A Very Old Russian Fable: The Snake on the Road
Moral: How Greed Feeds the Reptile
Once upon a time there lived two hunters who made plans to go hunting together. They decided to go into an unfamiliar dense forest following a narrow dirt path seldom followed by anyone. However, they saw an old grandfather with a long beard sitting on a stump. He said to them kindly,
“Don’t go further on this path, hunters.”
“Why’s that, grandfather?”
“Here, my friends, on the end of this path there lives a giant, terrible snake that doesn’t allow anyone to pass by. No one has returned going further.”
“Thank you, grandfather, for preventing our deaths.”
They started to turn back but then stopped, looked at each other with second thoughts.
“Why should we be afraid? We have guns, more than one. Can’t we just kill the snake?”
“Can’t be more powerful than a gun,” agreed the other.
So they walked on until they saw a remarkable huge pile of money right in front of them, all coins and bills, with a jewel or two.
They jumped for joy, laughing and hugging each other for such good luck to be such good friends.
“Just think about that old fool and what he said. If we hadn’t kept walking, he would have grabbed all this money. But now it is ours to share.”
They sat down to think about what to do next. One hunter said to the other,
“Why don’t you go home and get your horse and cart because we can’t carry all this money. I’ll stay here to guard our riches.
And, by the way, brother, if you don’t mind asking your wife to bring me a piece of bread. It seems I’ve worked up an appetite.”

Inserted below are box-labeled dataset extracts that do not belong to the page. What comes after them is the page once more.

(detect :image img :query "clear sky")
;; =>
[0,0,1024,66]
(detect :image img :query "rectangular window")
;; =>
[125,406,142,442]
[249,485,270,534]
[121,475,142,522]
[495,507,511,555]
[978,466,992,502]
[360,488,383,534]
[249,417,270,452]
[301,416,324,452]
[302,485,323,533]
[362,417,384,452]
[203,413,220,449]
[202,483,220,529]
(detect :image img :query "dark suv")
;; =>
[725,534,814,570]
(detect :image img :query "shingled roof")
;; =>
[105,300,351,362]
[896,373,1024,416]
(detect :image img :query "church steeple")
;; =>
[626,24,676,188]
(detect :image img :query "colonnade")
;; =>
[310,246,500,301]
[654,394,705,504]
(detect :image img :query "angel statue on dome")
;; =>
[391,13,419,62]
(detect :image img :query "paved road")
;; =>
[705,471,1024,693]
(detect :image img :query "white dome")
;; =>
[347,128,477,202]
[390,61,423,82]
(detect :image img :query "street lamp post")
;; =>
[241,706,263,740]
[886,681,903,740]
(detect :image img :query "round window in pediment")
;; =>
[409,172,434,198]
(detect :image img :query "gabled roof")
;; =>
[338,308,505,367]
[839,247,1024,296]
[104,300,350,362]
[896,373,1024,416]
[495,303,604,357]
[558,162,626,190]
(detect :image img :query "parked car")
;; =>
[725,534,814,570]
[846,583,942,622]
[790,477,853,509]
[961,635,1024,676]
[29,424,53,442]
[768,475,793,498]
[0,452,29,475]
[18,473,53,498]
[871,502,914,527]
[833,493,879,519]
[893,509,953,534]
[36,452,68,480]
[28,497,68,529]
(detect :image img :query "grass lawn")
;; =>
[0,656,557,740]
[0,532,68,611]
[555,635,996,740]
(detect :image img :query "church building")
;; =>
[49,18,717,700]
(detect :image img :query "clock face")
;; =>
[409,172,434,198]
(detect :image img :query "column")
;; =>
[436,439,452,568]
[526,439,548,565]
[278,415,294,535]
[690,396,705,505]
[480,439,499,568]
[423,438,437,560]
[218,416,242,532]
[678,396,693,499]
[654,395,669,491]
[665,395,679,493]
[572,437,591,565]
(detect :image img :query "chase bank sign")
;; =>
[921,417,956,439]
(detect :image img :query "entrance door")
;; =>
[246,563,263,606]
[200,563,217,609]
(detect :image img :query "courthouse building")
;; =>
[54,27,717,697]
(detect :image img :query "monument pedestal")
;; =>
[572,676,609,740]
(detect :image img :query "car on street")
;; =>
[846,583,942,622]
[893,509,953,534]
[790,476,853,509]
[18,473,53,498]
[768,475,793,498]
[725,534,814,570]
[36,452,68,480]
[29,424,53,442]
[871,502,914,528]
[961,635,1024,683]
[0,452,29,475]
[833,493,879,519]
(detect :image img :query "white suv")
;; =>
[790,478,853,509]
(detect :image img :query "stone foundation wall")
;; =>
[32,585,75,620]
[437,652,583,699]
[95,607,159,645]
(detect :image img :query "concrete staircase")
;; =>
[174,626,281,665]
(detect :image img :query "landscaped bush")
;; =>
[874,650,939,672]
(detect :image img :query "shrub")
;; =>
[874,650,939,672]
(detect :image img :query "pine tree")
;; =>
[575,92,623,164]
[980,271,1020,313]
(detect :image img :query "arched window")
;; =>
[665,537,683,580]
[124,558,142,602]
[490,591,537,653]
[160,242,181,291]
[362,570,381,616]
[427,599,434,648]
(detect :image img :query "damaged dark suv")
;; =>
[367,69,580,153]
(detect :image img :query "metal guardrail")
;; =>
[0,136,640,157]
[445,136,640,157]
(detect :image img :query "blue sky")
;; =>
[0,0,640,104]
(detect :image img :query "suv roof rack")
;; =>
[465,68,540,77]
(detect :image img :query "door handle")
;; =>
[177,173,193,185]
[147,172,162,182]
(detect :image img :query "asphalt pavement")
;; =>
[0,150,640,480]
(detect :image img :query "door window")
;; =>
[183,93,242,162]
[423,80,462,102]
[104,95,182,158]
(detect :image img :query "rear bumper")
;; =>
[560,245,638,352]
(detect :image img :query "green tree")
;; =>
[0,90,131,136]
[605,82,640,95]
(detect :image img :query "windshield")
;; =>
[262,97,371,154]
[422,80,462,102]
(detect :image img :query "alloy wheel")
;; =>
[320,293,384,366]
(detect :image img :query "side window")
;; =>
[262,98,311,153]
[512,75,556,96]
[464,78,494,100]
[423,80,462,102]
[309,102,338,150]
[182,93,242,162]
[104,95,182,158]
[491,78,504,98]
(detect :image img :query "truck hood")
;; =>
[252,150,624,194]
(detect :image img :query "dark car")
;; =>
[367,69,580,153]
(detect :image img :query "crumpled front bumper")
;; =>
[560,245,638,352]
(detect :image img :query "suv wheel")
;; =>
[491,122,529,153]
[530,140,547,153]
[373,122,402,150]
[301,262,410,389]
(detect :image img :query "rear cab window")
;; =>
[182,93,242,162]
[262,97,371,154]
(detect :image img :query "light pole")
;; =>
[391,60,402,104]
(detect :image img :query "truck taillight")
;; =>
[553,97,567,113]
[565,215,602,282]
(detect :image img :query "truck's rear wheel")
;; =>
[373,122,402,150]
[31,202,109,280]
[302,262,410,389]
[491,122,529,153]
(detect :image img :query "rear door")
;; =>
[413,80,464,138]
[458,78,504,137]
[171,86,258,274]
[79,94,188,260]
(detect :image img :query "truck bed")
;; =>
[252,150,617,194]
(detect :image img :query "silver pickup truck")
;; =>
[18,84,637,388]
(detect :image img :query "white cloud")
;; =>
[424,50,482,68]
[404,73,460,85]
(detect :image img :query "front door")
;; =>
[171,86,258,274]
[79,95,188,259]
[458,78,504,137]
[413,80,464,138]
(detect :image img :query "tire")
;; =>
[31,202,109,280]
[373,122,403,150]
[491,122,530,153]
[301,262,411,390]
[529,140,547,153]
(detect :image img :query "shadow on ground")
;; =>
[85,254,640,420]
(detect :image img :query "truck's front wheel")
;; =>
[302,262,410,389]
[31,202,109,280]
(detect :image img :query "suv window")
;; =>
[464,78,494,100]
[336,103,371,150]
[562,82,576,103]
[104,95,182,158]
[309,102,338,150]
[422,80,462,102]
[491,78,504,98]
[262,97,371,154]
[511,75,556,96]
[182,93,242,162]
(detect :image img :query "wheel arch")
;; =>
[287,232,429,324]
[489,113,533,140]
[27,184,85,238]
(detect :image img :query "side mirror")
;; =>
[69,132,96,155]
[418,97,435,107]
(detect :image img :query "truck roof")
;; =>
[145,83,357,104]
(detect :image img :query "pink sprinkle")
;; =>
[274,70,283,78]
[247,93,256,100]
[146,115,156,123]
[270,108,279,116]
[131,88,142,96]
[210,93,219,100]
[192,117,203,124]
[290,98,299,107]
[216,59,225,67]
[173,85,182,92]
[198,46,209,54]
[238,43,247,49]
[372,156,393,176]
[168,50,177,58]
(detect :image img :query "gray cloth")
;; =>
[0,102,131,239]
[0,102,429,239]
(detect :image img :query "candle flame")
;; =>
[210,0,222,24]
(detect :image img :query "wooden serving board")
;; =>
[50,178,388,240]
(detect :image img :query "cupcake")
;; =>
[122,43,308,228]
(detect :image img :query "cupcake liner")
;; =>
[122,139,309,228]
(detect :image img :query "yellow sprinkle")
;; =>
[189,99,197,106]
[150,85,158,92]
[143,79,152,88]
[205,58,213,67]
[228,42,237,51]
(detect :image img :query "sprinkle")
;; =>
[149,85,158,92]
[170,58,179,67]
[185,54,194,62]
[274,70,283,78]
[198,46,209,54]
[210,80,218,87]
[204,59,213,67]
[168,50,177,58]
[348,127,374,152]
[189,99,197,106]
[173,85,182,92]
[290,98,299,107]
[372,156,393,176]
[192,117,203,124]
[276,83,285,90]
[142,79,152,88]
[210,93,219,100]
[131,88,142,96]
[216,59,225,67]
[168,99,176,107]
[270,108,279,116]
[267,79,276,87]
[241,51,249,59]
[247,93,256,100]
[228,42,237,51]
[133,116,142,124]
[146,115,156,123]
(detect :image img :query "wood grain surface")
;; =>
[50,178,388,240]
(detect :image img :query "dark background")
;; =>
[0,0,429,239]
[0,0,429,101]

So one hunter went home and joyously met his wife exclaiming,
“You won’t believe our good fortune,wife!”
“What are you talking about?” she asked.
“Such a huge pile of money out there … more than we ever need, enough for our children and grandchildren. Here’s what we’re going to do, wife. Fire up the oven, mix some bread with salt and add some poison. I can tell him his wife send it to him.”
Immediately the wife did as she was told, mixing up some some bread with salt and poison. The hunter harnessed the horse to the cart, took the warm bread and drove off to the other waiting hunter in the forest.
In the meantime, his friend who was guarding the money, was looking at his gun and thinking, “Well, what if I shot him, then all the money will be all mine. And I could tell people at home I didn’t see him and don’t know where he is.”
He watched his friend approach, and when close enough, “phut”, “phut” he shot and killed him. He checked the cart and found a bag with bread still warm. Hungrily, he ate it quickly and died.
The pile of money may still be there. The giant snake ate both of them.
Fables are one of the oldest and most lasting methods of both written and oral storytelling. They are timeless as literary devices because they can deliver moral messages in a simple way that can be easily understood by readers of all ages.
As a little girl, my grandfather read this story and others, but this fable seems to have served its purpose to keep me away from snakes and dishonesty.
But, perhaps, there is a deeper analogy. Human greed for profits will destroy its purpose … but Nature will prevail.